En Afrique du Nord, les barrages font partie des installations dont les traces ont été recherchées dès les premières explorations archéologiques, dans la perspective qui était alors celle d’une réactivation des techniques hydrauliques développées par les Romains. Les diverses enquêtes conduites en Algérie et en Tunisie n’ont pas manqué d’en relever les vestiges.

Il a donc paru intéressant, dans le cadre d’un programme de recherche consacré à l’eau dans les villes et les campagnes de l’Afrique du Nord («EauMaghreb») de l’Agence nationale de la recherche, de reprendre ce dossier pour tenter d’apprécier l’état des vestiges et ce que l’on peut savoir des techniques utilisées, sous le regard croisé des archéologues, des historiens et des géographes.

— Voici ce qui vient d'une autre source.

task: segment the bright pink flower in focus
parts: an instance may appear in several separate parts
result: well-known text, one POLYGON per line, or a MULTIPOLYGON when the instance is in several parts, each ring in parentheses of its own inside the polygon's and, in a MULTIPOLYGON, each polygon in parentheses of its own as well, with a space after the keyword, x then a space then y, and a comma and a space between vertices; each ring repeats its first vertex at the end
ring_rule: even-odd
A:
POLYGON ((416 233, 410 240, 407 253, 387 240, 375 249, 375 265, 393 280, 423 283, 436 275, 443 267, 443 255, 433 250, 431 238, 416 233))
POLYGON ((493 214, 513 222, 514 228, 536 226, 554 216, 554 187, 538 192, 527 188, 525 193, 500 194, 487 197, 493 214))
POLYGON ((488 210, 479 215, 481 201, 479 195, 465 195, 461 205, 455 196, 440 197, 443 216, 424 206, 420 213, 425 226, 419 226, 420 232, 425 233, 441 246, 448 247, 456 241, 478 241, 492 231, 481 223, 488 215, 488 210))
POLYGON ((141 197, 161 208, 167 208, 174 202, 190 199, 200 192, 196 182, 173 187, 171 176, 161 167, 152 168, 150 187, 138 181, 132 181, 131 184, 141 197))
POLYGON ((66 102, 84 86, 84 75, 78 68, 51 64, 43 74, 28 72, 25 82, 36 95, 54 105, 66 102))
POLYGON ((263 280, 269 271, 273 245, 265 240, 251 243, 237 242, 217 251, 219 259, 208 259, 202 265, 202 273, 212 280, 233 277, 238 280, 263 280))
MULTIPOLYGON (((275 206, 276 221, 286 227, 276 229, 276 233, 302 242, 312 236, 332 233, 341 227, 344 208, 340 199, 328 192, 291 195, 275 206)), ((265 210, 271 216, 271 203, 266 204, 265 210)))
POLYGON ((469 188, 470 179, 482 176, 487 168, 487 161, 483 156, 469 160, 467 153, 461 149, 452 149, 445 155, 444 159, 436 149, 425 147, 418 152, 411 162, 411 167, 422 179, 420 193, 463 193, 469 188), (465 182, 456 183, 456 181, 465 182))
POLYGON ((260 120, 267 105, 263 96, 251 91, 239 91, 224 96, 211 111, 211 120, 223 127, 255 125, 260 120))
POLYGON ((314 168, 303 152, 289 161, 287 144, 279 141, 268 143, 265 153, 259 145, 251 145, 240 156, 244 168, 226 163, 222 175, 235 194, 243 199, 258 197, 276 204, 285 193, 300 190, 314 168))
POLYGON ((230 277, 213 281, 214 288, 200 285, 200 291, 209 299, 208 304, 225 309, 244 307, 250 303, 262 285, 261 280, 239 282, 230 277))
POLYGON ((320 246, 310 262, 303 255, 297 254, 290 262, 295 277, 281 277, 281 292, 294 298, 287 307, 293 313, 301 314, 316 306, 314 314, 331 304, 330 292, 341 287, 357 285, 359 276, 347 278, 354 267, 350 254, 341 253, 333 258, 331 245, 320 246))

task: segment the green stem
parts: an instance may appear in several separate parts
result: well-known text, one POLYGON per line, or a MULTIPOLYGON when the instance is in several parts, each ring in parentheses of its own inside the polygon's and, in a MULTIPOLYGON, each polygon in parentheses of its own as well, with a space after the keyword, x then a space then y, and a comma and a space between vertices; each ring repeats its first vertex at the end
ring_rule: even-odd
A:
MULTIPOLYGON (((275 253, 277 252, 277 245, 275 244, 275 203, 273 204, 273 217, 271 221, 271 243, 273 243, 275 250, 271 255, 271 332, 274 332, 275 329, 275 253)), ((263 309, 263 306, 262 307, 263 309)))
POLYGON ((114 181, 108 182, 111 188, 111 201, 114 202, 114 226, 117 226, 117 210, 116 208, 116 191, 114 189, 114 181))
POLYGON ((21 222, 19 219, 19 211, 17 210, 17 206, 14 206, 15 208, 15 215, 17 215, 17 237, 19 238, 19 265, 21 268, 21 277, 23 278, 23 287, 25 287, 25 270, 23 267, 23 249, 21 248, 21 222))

Mais il a également semblé pertinent, pour mieux dégager le caractère de ces aménagements dans le Maghreb antique, de les confronter à ceux d’autres régions dans lesquelles la situation est très favorable : la péninsule Ibérique, mais aussi la péninsule Arabique et les zones arides de Syrie, de Jordanie et d’Israël, qui comptent un grand nombre de barrages antiques ou proto-islamiques présentant une parenté évidente.

Dans ces régions en effet, une vingtaine de barrages, souvent très spectaculaires, sont situés dans le temps de manière précise grâce à une inscription de fondation qui donne une date ou fait mention d’un personnage connu. Ils offrent donc des repères chronologiques très précieux qui manquent ailleurs, notamment pour dater l’apparition de certaines innovations techniques et pour préciser les caractéristiques de ces ouvrages.

Le colloque avait donc rassemblé spécialistes du monde romain occidental, du Levant et de l’Arabie, dont ce volume présente les travaux.